Za mną na odcinku przed Lesznem w strone Wrocławia. Tam jest lotnikso i dwu pasmówka. Rozpędziłem sie busem do 130km/h zeby wyprzedzić wszystkich za którymi wlekłem sie w kolumnie aut z Poznania po 50-60km/h. Całą droge od samego Poznania do Leszna , nie było jak wyprzedzić bo albo linia ciągła albo zakazy , zakręty albo z przeciwka coś jechało a ja jakies 20 aut za tymi zawalidrogami głownymi. Ja patrze w lusterku a leci jakis wariat z tyłu jakims srebrnym autem na tym lotnisku to zjechałem na prawy pas i pusciłem na luz. Patrze a to auto za mną wskakuje , ja mu zrobiłem miejsce zeby mnie wyprzedził poprostu. Akurat na moim pasie jechał tir to tak na luzie go dogoniłem , patrze w lusterko a to Passat oznakowany w nowych barwach. Tak sobie pomyslałem chcieli mnie namierzyc. To na kazdym ograniczeniu prędkości o 10km/h mniej jechałem niz ograniczenie wskazywało. Chyba sie wkurzyli bo kawałek dalej odpuscili i zjechali na stacje benzynową.
Kiedys miałem podobną sytuacje to wkońcu mnie wyprzedzili nie oznakowanym , a ze mam kolege dośc takiego szurnietego i jechał ze mną to zaraz złozył donos telefonicznie ze tu i tu , taki i taki , o takch numerach rejestracyjnych radiowóz przekracza dozwoloną prędkośc a sami za to łapią. Nic by to nie dało gdyby nie to sam pracuje w tej firmie i podobno zadyma zrobiła sie niezła pózniej :lol: . A on juz umie zadyme zrobic :mrgreen:. Wkońcu w wewnetrzym pracuje a wiec on od tego jest między innymi jak sam stwierdził :mrgreen: .
[ Dodano: 2009-01-02, 12:16 ]No to 35 km robiło się w ponad godzinę ..... :?
a to dlaczego??cały czas było ograniczenie do 40 czy ty tylko tak jechałeś ze strachu?

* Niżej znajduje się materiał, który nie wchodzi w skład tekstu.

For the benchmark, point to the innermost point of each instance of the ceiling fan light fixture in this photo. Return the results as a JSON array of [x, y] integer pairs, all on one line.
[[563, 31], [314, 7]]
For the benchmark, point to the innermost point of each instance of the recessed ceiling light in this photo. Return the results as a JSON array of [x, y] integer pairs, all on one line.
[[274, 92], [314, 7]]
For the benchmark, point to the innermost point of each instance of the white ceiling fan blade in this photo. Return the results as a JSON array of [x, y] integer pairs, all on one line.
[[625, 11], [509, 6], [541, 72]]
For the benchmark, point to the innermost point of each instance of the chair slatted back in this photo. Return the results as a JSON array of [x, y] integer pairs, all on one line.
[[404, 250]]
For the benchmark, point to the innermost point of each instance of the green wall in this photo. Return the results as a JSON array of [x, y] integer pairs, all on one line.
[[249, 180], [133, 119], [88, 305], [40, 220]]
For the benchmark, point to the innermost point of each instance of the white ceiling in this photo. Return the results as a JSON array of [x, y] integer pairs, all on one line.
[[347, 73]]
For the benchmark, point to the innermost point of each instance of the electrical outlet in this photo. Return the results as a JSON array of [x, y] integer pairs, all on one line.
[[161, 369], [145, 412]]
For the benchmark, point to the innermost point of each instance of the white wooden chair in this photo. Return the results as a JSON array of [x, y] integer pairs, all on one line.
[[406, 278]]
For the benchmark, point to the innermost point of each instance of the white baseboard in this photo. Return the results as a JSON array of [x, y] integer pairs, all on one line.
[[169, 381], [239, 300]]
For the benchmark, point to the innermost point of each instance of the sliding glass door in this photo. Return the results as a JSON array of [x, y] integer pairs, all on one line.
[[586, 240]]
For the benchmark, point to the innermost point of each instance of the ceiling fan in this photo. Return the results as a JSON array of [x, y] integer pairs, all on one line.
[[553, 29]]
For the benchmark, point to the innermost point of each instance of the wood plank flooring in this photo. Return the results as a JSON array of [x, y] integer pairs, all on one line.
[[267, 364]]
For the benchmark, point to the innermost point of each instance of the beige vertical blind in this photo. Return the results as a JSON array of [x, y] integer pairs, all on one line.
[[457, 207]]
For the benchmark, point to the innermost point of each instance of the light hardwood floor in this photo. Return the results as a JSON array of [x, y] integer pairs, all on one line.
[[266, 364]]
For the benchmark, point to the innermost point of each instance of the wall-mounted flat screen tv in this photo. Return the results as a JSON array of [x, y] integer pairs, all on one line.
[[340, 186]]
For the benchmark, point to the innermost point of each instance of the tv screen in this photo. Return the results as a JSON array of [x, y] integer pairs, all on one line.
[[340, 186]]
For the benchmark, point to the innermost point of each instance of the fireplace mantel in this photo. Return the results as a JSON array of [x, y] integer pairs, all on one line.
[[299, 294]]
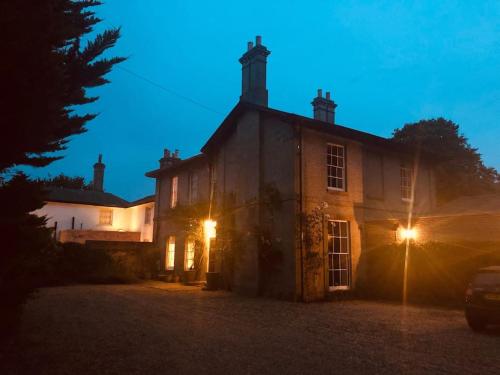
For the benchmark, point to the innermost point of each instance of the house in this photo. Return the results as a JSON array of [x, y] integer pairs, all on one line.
[[286, 197], [81, 215]]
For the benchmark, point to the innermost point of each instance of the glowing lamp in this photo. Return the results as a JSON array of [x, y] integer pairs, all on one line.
[[209, 228], [407, 234]]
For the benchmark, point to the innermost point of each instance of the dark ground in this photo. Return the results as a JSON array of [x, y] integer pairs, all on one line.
[[158, 328]]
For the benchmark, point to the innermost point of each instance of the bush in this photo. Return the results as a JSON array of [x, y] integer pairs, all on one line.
[[438, 273]]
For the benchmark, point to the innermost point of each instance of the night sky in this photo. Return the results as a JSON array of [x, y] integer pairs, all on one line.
[[386, 64]]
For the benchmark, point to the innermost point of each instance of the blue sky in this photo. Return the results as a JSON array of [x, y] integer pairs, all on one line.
[[386, 63]]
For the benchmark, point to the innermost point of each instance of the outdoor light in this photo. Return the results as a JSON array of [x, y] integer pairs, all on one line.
[[209, 227], [407, 234]]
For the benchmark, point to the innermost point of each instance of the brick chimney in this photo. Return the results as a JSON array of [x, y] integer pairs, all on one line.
[[324, 108], [98, 181], [169, 158], [253, 84]]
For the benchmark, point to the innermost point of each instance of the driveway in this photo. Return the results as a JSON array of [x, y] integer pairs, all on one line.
[[158, 328]]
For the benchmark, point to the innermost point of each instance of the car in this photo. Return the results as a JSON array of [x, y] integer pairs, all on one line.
[[482, 298]]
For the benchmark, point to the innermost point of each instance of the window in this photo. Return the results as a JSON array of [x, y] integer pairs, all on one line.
[[147, 215], [173, 192], [189, 254], [193, 188], [339, 255], [106, 216], [170, 254], [335, 164], [406, 183]]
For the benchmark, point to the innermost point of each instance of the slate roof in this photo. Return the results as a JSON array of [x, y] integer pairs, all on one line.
[[91, 197], [227, 127]]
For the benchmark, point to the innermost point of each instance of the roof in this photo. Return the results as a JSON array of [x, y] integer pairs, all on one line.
[[334, 129], [177, 165], [91, 197], [470, 205]]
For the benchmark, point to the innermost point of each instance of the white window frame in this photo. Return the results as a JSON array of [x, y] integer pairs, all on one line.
[[174, 185], [193, 188], [335, 163], [170, 254], [189, 251], [406, 181], [344, 252], [106, 216]]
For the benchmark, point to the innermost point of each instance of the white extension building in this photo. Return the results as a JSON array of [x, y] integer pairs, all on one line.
[[80, 215]]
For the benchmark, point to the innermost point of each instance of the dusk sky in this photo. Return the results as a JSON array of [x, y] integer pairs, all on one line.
[[386, 63]]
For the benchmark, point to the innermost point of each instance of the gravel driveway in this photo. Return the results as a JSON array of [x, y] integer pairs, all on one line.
[[158, 328]]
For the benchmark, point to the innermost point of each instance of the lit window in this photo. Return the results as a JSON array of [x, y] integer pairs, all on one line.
[[193, 188], [170, 253], [147, 215], [106, 216], [173, 192], [335, 165], [189, 263], [339, 257], [406, 182]]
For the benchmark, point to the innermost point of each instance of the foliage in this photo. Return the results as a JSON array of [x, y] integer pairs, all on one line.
[[459, 168], [438, 273], [64, 181], [45, 73]]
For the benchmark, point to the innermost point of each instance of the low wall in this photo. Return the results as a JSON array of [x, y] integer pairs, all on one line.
[[82, 236]]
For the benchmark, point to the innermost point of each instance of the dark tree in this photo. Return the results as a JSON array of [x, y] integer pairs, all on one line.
[[459, 169], [64, 181], [45, 74]]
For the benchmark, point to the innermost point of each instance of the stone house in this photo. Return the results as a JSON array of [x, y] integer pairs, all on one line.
[[81, 215], [290, 195]]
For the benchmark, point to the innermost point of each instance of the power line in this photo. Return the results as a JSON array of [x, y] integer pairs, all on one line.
[[171, 92]]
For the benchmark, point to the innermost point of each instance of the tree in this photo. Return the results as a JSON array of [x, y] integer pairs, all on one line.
[[459, 169], [64, 181], [45, 74]]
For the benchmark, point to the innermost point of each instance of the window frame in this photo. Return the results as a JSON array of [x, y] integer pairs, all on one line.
[[329, 165], [103, 211], [346, 253], [189, 254], [170, 254], [405, 188], [174, 188]]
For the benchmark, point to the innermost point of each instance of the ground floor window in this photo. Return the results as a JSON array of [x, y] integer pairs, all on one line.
[[339, 255], [170, 253], [189, 254]]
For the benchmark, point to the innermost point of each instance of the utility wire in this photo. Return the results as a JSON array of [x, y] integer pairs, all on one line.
[[171, 92]]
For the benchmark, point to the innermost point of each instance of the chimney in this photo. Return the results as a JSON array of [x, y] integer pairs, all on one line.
[[324, 108], [253, 61], [98, 181], [169, 158]]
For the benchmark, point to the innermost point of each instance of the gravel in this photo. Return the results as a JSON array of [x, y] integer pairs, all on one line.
[[158, 328]]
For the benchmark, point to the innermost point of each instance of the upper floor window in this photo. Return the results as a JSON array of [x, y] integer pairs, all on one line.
[[106, 216], [406, 183], [173, 192], [147, 215], [193, 188], [335, 165]]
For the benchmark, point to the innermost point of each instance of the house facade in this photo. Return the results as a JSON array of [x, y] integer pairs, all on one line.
[[93, 214], [289, 195]]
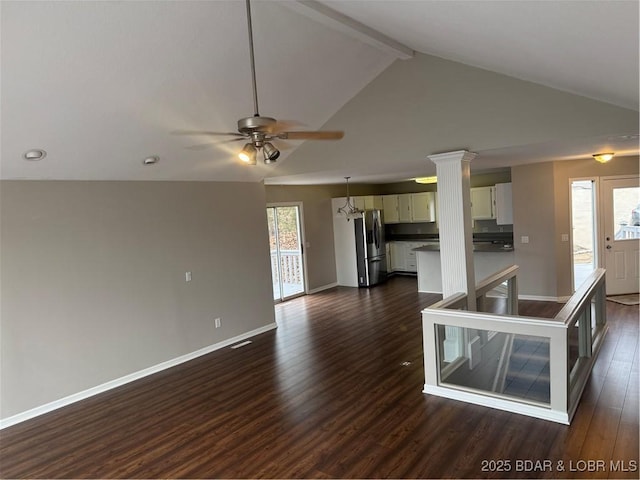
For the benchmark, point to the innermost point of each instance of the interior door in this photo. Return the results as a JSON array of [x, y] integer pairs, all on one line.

chodzi o odleglośc , o 35 kilometrów przejechanych w godzine

A ta trasa z Leszna do Kalisza przez Gostyń , Jarocin jest beznadziejna. Jak ostatnio jechałem to dosc długi odcinek w remoncie był i dosc wąsko było to byli tacy agenci co tam wyprzedzali wszystkich. Zakaz wyprzedzania , ograniczenie było i takich to mi nie zal jak ich wyłapują bo raz nie mógł sie zmiescic bo auto z przeciwka jechało to omało mnie do rowu nie zepchnął który był zaraz przy samej krawędzi jezdzni.